Dealing with sparse outputs and transformers

I’m trying to better understand Transformers by applying them to a few toy problems. One such problem is: Given a sequence of numbers, output 1 for all adjacent duplicates, output 0 otherwise. For example:

input  = 0 3 5 9 3 3 5 2 5
output = 0 0 0 0 1 1 0 0 0

For short sequences (eg. 10 items) I can solve this problem with a BERT model.

However for long sequences (eg. 100 items) with very few (eg. 2) adjacent duplicates, my model only outputs 0 for all tokens. I imagine this is because most (98%) of the true outputs should be 0. This problem reminds me of class imbalance issues, but it’s not quite the same. Does anyone have any insight into how I might be able to handle this?

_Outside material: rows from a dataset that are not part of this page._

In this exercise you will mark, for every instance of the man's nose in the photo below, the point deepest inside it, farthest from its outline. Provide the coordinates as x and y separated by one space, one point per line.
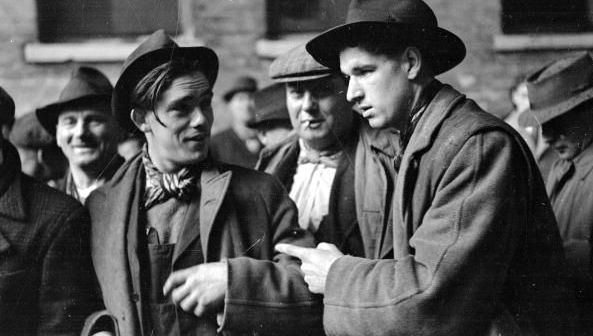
354 93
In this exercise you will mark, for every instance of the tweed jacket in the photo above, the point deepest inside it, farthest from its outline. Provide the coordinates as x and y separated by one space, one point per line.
473 247
242 215
46 276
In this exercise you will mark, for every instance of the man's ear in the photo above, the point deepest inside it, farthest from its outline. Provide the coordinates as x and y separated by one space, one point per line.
412 59
138 117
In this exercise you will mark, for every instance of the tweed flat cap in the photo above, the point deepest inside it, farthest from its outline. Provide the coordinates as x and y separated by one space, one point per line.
270 105
297 65
27 132
6 107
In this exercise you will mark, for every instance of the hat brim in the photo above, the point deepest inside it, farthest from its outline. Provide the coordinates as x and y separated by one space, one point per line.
444 49
544 115
48 115
141 66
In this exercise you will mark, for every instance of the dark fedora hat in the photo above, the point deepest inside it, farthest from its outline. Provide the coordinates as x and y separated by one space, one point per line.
86 85
560 86
270 106
393 21
241 84
156 50
6 108
297 65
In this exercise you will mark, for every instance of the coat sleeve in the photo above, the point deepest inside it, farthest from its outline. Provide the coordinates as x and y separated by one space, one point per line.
270 296
67 292
460 253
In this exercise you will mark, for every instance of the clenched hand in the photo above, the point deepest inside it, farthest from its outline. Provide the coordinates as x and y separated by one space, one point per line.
199 289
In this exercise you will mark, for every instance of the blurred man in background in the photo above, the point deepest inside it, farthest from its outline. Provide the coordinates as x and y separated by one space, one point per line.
41 158
561 96
85 130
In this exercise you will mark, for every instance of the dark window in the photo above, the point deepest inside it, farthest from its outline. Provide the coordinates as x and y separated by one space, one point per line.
302 16
546 16
67 20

Things I’ve tried that didn’t work:

  • Applying FocalLoss didn’t seem to work.
  • Training on a short sequence but applying the model to a longer sequence

An approach I’ve tried that worked:

  • Train a model on sequences of length 10
  • Train the same model on sequences of length 20
  • Train the same model on sequences of length 40
  • Train the same model on sequences of length 100

While this approach works in this particular case, I’m still left wondering if there’s a good way to handle training a Transformer directly against a sparse output. I can imagine some problems where this might occur and I cannot train against smaller problems and scale them up. (eg. Given a sequence of DNA data (ACTG) output 0 if nothing interesting happens here, output 1 if it’s a methylation site or transcription start site etc.)